Je suis venue à Moscou pour régler des affaires, et me heurter à toutes sortes de tracasseries administratives. En chemin, j’ai aperçu un éléphant doré de trois mètres de haut, ils aiment bien les éléphants, ici. J’ai vu aussi un tank sur son socle. Et puis l’habituel chaos, sous la pluie, de barrières en bétons, de panneaux publicitaires, d’églises, de centres commerciaux, de bagnoles et de camions qui devrait révolter mon sens esthétique, et le révolte d’ailleurs, mais c’est la Russie, avec les cicatrices de la modernité, on l’aime telle qu’elle est… Défigurée, elle reste vivante.

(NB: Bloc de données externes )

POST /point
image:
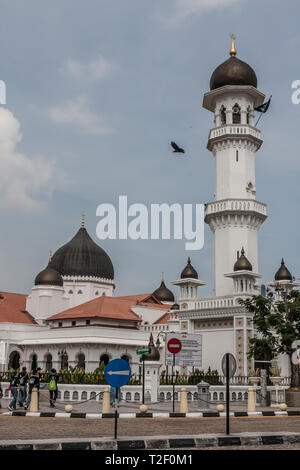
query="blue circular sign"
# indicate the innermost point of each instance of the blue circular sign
(117, 372)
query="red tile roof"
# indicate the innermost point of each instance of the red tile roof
(12, 309)
(101, 307)
(162, 320)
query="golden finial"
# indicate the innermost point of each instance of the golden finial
(233, 49)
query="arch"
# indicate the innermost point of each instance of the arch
(48, 362)
(14, 360)
(64, 364)
(236, 114)
(80, 360)
(126, 358)
(104, 358)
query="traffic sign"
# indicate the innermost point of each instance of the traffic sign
(232, 365)
(143, 351)
(117, 372)
(174, 345)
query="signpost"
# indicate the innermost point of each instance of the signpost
(174, 346)
(117, 373)
(229, 369)
(143, 351)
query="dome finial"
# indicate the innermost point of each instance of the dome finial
(233, 49)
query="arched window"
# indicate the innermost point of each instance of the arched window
(125, 357)
(81, 361)
(104, 358)
(236, 114)
(14, 360)
(34, 362)
(48, 359)
(64, 360)
(223, 115)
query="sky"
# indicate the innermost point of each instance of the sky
(96, 91)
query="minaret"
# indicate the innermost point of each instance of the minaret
(235, 216)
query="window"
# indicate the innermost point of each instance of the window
(236, 114)
(223, 115)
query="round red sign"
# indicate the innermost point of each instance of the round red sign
(174, 345)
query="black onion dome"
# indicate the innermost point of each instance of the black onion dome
(81, 256)
(242, 264)
(163, 293)
(48, 277)
(154, 352)
(233, 72)
(189, 271)
(283, 274)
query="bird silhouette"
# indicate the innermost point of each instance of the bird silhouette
(176, 148)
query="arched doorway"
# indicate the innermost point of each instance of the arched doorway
(81, 361)
(14, 360)
(104, 358)
(48, 360)
(34, 362)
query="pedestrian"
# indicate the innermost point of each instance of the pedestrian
(14, 388)
(23, 387)
(34, 382)
(53, 387)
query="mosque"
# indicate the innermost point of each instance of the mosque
(72, 317)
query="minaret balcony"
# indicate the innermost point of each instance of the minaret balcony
(234, 131)
(225, 206)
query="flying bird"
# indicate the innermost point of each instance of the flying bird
(176, 148)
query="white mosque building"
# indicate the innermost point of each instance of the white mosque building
(72, 317)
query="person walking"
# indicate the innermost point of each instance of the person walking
(34, 382)
(14, 388)
(23, 387)
(53, 387)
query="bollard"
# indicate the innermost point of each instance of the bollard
(106, 401)
(251, 399)
(34, 402)
(183, 401)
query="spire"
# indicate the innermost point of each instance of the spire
(233, 49)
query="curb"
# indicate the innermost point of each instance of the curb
(161, 443)
(213, 414)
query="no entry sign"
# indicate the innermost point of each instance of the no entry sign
(174, 345)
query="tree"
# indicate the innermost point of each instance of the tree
(277, 323)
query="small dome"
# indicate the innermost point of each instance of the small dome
(175, 307)
(154, 352)
(48, 277)
(242, 263)
(163, 293)
(189, 271)
(283, 274)
(81, 256)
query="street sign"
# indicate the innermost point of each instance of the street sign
(232, 365)
(174, 345)
(143, 351)
(117, 372)
(191, 351)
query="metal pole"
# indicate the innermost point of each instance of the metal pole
(143, 394)
(116, 412)
(227, 395)
(173, 383)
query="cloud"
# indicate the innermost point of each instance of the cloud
(77, 113)
(96, 69)
(188, 7)
(23, 181)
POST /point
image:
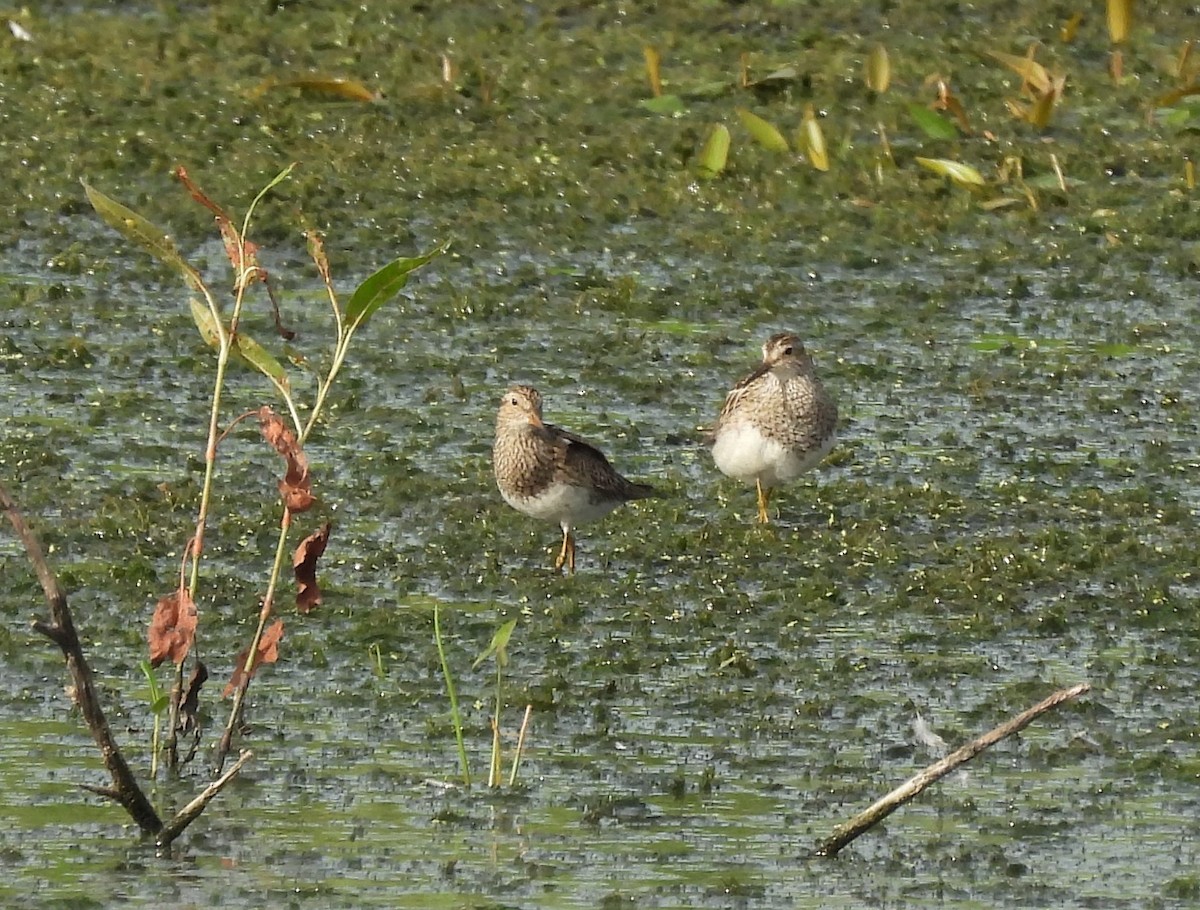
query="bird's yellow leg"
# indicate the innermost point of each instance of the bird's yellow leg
(763, 501)
(562, 554)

Je n’ai pas vu le soleil depuis mon arrivée. Le bal des feuilles d’automne se déroule sans lumière, les ors restent sourds, comme ceux des étoffes défraîchies, et les sapins d’un vert sombre et terne de soutane monastique usée et décolorée.

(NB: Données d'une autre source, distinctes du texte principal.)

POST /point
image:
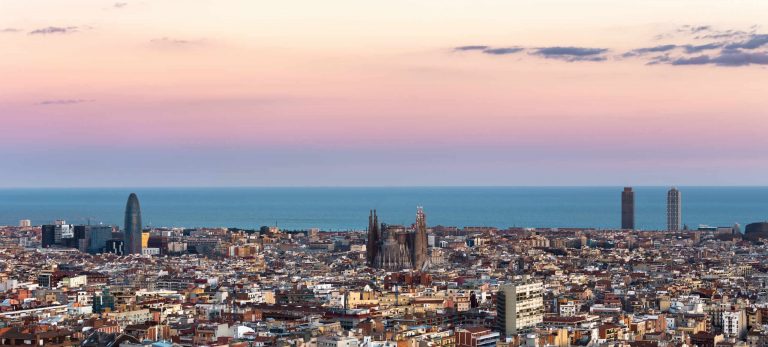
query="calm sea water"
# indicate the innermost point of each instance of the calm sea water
(347, 208)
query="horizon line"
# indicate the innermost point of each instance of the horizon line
(374, 186)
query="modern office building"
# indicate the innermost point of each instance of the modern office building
(115, 247)
(628, 209)
(756, 231)
(100, 234)
(674, 210)
(476, 337)
(519, 307)
(132, 231)
(57, 234)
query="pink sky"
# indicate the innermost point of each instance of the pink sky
(376, 93)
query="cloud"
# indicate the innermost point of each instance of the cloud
(54, 30)
(740, 58)
(503, 50)
(645, 50)
(171, 42)
(731, 48)
(697, 60)
(490, 50)
(572, 54)
(690, 49)
(471, 48)
(753, 42)
(63, 102)
(726, 58)
(694, 29)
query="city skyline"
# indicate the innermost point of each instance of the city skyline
(578, 93)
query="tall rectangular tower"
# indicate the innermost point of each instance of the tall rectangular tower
(519, 307)
(628, 209)
(674, 207)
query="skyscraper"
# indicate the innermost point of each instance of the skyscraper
(132, 231)
(628, 209)
(673, 210)
(420, 240)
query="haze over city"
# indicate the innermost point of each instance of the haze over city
(395, 93)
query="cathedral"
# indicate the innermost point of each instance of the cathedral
(394, 247)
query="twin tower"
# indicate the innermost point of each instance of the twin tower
(394, 247)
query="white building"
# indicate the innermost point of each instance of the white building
(337, 341)
(519, 306)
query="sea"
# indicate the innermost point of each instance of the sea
(339, 209)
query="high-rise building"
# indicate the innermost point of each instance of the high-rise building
(132, 230)
(100, 234)
(420, 240)
(673, 210)
(395, 247)
(58, 234)
(628, 209)
(519, 307)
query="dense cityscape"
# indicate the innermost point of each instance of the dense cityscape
(417, 285)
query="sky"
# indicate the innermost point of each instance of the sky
(97, 93)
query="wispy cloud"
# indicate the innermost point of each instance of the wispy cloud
(490, 50)
(753, 42)
(503, 50)
(572, 54)
(54, 30)
(646, 50)
(690, 49)
(173, 42)
(471, 48)
(727, 58)
(732, 48)
(63, 102)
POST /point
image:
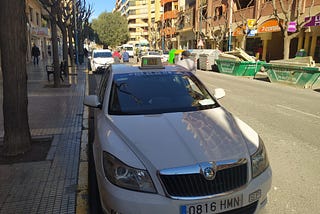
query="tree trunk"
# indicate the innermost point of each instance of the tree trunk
(55, 51)
(13, 42)
(70, 35)
(65, 45)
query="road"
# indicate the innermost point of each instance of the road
(288, 120)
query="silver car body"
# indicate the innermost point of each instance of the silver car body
(177, 144)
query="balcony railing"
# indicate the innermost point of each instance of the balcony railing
(173, 14)
(168, 31)
(163, 2)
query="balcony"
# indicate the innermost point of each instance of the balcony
(163, 2)
(168, 31)
(169, 15)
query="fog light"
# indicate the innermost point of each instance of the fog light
(255, 196)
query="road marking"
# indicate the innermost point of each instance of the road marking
(301, 112)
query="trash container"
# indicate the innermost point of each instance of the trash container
(195, 56)
(238, 67)
(177, 55)
(299, 76)
(207, 59)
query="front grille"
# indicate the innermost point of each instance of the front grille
(195, 185)
(249, 209)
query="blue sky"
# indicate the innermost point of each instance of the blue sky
(100, 6)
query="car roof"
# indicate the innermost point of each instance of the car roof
(102, 50)
(125, 69)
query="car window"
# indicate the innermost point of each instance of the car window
(103, 84)
(102, 54)
(158, 92)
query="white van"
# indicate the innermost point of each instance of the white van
(129, 49)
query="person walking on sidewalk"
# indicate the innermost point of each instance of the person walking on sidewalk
(187, 62)
(35, 53)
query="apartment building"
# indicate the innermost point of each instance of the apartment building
(37, 26)
(142, 16)
(229, 19)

J’ai pris ma première douche depuis mon arrivée, chez Xioucha. Autrefois, on passait à l’étuve une fois par semaine, je suis dans les normes. J’ai trouvé un magasin, pas loin de chez moi, qui est une véritable caverne d’Ali Baba. Des pommes, des tomates, des poires qui ne sont pas calibrées, qui ont du goût, et le merveilleux raisin ouzbek Kich Mych, toutes sortes de fruits séchés et de légumes. J’ai pris aussi du chou mariné. C’est tout ce que je mange, avec du pain, si je ne suis pas entraînée au restaurant ou invitée, car je n’ai ni couverts, ni vaisselle, ni évier pour les laver.

Eléphant rose


L'éléphant rose. C'est un copain de Kostia qui en est responsable.

J’ai appris aujourd’hui que l’artisan Andreï, au physique de preux du XIII° siècle, est en fait un prêtre orthodoxe du coin qui vient arrondir ses fins de mois. Tout s’explique, les prêtres orthodoxes ont souvent cet air-là.
J’ai dîné hier soir chez Boris, dans sa maison de décorateur complètement fantastique, où même les pommes dans la coupe, sur la table, semblent avoir été mises là pour compléter le reste du tableau par la touche de rouge brillant et sourd qui manquait à tout le reste. Nous avons bu à mon arrivée de la vodka aromatisée et il m’a donné des iris pour mon jardin. Pour aller chez lui, Olga et moi avons traversé la plateau qui s’étend derrière le magnifique monastère Nikitski : des requins en ont privatisé une énorme portion pour continuer à défigurer cet endroit unique avec leurs épouvantables cottages, mais la population semble s’en émouvoir, et couvre la palissade de slogans vengeurs.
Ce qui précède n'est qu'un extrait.